Richard Rojas, the man who killed a teen tourist and injured dozens of pedestrians when he plowed his car through Times Square, was cleared of responsibility Wednesday because he was mentally ill at the time.
A New York City jury accepted Rojas’ defense that he was psychologically disturbed during the 2017 rampage, meaning he likely now will be sent to a mental health facility, instead of facing lengthy prison time.
Jurors didn’t doubt that Rojas, 31, was behind the wheel of the car that plowed into crowds of pedestrians on May 18, 2017. But they found he “lacked responsibility by reason of mental disease or defect” on the one count of murder and 23 assault charges he faced.
While it is rare for a judge or jury to accept a defendant’s insanity defense, it isn’t entirely unprecedented.
Here are some other instances in the US where evidence of insanity has outweighed guilt in different cases:
Lorena Bobbitt made national headlines when she hacked of her then-husband John Wayne Bobbitt’s penis with a kitchen knife in 1993.
Then aged 24, Lorena testified she attacked her husband in their Virginia apartment after he came home drunk and tried to rape her.
Lorena, who had been facing up to 20 years for malicious wounding, was eventually found not guilty due to insanity. She was ordered to undergo a 45-day evaluation period at a state hospital and then released.
“How can you regret something that was not planned?” Lorena said in a 2019 “Today” interview. “You have to understand, I wasn’t in my right mindset.”
John Wayne’s penis was reattached following a 10-hour surgery — and he went on to have a successful porn career.
John Hinckley Jr.
The man who shot and wounded President Ronald Reagan in 1981 was freed from court oversight just last week after decades in a Washington mental hospital.
John Hinckley Jr., who was charged with attempting to assassinate the 40th president, was acquitted by reason of insanity.

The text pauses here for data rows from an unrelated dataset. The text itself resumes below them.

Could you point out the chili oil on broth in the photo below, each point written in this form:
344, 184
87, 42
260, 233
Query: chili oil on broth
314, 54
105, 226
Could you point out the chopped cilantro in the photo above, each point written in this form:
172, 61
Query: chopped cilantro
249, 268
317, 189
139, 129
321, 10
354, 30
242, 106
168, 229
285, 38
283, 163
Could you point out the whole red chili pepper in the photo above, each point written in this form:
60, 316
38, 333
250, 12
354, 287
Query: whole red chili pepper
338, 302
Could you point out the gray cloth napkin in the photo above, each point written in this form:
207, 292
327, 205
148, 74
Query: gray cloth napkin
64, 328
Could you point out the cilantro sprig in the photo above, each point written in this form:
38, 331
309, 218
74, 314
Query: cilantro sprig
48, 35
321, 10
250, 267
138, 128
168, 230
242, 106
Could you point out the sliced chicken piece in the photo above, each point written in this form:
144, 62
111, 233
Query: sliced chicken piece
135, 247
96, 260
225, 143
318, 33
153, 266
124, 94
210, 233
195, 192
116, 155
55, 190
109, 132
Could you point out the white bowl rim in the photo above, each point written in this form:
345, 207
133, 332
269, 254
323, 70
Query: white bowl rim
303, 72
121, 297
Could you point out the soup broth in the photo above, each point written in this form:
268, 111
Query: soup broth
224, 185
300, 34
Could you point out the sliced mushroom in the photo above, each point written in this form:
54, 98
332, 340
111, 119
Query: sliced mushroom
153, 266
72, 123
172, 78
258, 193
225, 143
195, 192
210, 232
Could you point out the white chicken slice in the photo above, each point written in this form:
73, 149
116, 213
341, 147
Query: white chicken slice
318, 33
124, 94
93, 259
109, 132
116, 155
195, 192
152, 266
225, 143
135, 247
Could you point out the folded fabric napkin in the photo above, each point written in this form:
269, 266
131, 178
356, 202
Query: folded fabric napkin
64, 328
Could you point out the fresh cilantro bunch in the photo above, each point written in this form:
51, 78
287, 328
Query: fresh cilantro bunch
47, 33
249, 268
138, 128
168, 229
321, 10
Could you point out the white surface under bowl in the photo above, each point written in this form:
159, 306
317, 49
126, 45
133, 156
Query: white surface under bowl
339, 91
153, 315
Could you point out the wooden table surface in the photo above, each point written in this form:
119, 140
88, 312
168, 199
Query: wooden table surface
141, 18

His defense attorneys argued that Hinckley had been obsessed with the movie “Taxi Driver” and its leading actress Jodie Foster. At one point in the film, the main character tried to kill a presidential candidate.
The shooting outside a DC hotel left Reagan’s press secretary, James Brady, partially paralyzed. Secret Service agent Timothy McCarthy and Washington police officer Thomas Delahanty were also wounded.
An Iowa teen was found not guilty by reason of insanity in 2014 over the beating death of his 5-year-old foster brother — after testifying he thought he was killing a goblin.
Cody Metzker-Madsen, then 17, had been charged with first-degree murder in Dominic Elkins’ death.
The little boy’s body was discovered at the bottom of a ravine near their home in Logan and an autopsy ruled showed he’d died of blunt-force head injuries and drowning.
During his trial, Metzker-Madsen testified that he could see goblins fighting people he knew. He also said he didn’t realize it was his foster brother when he started beating him with a brick and shoving his head under the water.
The judge ordered Metzker-Madsen to be held at a state medical facility after his trial.
Louisiana woman Chelsea Thornton was declared legally insane by a judge after she murdered her two young children.
Thornton, then 28, was charged with shooting dead her 3-year-old son and drowning her 4-year-old daughter in her apartment in 2012.
She was facing life in prison without parole before the judge issued the insanity defense ruling.
Texas mom Andrea Yates confessed to drowning her five young children in a bathtub in 2001.
Yates was initially convicted of capital murder in the deaths of Noah, John, Paul, Luke and Mary — who were all under 7 years — in 2002, but the case was appealed and eventually overturned.
She was found not guilty by reason of insanity in 2006 and held in a Texas mental health facility.
Yates has repeatedly waived her annual right to a hearing that could determine if she’s eligible to be released — with the most recent being in April.